I’ve played for about a week and a half now, and as it turns out, I do really enjoy them game. It’s a bit convoluted, but I enjoy the team aspect and variety of the game. My friend is good enough to play in clans, which I’ve read is no joke, so I’ve got a good teacher. There’s only one problem: DotA players take their game way too seriously.
Here’s a super quick rundown of DotA: It’s a 5v5 game where people choose from 93(!) different playable characters, each with their own special abilities. Each team has a base, and some weaker units controlled by AI that run up and attack bases along with the playable characters. Your characters level up and get money; level ups allow them to make their special abilities stronger, and money allows players to buy items which give them more maximum life, max mana, faster movement speed, faster attack, et cetera. The game ends when the main building in a team’s base is destroyed.
Anyways, back to my soapbox…People who play DotA in public games are serious rage cases. If you don’t play a character how someone else would play it, they’ll likely yell at you. If you try an item build order that they don’t like, they’ll try and correct you in the most crass way possible. If you’re not doing what they want you to do at any point in a game, you’ll hear about it. And, worst of all, if you’re new to the game, people will hate you for it.
Thankfully, because I have a teacher with a lot of experience to guide me, I don’t have to weather these problems by myself. However, it just makes me wonder: how exactly does one get good by playing in such a hateful, xenophobic environment? You can’t learn anything if you can’t experiment, and you can’t experiment when people are always reaming you for not playing a perfect game, or doing exactly what they want you to do – usually with no regard to how poor they might be playing.
Perhaps I’m just spoiled; I’m part of another competitive gaming community: the 2D fighter. Sure, you’ll always find some bad eggs everywhere, and there are certainly dicks playing fighters. However, people in the fighting game community, while rough on the exterior, are generally helpful and excited to get new people playing their games. The overwhelming majority of us do whatever we can to help, and we show respect, no matter how good or bad our opponent is in relation to us.
DotA, however, is such a disrespectful environment. In most games I play, it’s common courtesy to say “gg”, or “good game(s)” after a match, whether you won or lost.
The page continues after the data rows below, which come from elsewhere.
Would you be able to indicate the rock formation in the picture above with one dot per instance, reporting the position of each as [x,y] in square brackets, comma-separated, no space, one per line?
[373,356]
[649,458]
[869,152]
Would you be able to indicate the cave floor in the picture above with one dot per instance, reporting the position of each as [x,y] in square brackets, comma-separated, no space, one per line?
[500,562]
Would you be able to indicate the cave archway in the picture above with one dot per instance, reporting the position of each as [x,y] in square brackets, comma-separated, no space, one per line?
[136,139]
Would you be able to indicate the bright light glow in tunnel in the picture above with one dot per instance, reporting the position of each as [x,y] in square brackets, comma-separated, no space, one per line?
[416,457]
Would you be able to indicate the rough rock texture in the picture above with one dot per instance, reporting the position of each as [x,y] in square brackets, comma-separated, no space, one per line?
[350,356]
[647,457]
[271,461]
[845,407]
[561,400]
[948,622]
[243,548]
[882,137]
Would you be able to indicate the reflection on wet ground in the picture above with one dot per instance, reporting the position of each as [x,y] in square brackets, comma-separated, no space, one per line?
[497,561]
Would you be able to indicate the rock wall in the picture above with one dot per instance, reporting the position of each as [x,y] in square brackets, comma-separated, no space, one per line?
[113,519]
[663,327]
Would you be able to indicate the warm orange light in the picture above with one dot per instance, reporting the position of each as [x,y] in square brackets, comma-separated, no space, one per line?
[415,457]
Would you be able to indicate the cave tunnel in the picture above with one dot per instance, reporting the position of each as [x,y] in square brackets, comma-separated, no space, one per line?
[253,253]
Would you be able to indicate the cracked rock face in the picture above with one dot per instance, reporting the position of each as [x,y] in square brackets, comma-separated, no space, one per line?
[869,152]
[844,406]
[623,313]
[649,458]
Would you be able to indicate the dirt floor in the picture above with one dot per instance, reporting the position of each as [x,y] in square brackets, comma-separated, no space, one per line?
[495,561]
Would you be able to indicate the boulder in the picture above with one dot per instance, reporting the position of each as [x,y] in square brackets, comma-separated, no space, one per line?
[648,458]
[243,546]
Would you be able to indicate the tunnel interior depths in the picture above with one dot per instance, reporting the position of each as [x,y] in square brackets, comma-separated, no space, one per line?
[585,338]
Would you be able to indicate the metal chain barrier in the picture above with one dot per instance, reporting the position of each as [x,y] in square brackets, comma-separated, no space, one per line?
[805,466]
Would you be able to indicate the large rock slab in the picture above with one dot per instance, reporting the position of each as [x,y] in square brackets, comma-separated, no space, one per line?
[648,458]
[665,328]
Once, when my team lost, I wrote “gg” and people on the opposing team started hurling every insult in the book at me. My teacher even said I shouldn’t do that! What the hell?
Many times, while using a character for the first time, my teammates would feverishly call me a newbie (a player who is new to the game), as if that was a bad thing. Then, they would treat me like dirt by calling me names and giving me no support in-game. It’s as if they desperately want no new players to join their ranks, or maybe they just want you to magically be good from the start. Fat chance! Anyone knows that this will never happen, but there’s no telling them.
Once, while playing with my teacher friend, one of my teammates called me a newbie and freaked out on me, saying that I shouldn’t join a game that says “pros” in the game name (when joining games, the word ‘pros’ of course signifies that you should have already invested a good amount of time into the game). My teacher quickly pointed out two things that made him rage quit immediately:
1. The game we joined did not say ‘pros’ in the title, which he confirmed by asking the game creator, and
2. The real killing blow: Public games, by definition, are not pro. If you wanted to play with the big boys, you’d be playing clan games, not public games.
I think I will still keep playing the game, but I wonder if I would have bothered to stay and learn if it weren’t for my friend? I wonder how many people quickly give up the game forever, due to how rude its player base treats newcomers? I had a third friend that I tried to get in on the action, and he hung up his shoes after TWO DAYS due to stunning etiquette of DotA‘s players.
So, let me end this with an open message to DotA players in public games:
Your family isn’t going to be taken away if you lose. You’re not going to be executed if you lose. Your game is not serious business. You play public games and have no regard for team ethic, but yell at everyone else for having the same folly. You might even play on easy mode (finding a public game that says “easy mode pros” is priceless, by the way).
You are not playing serious DotA, and, as someone who is a part of a competitive gaming community, you guys are not helping. If you want your game to survive, you have to be more accomodating to the new player base. But, I guess if you want the game to die off in about two or three more years, keep doing what you’re doing.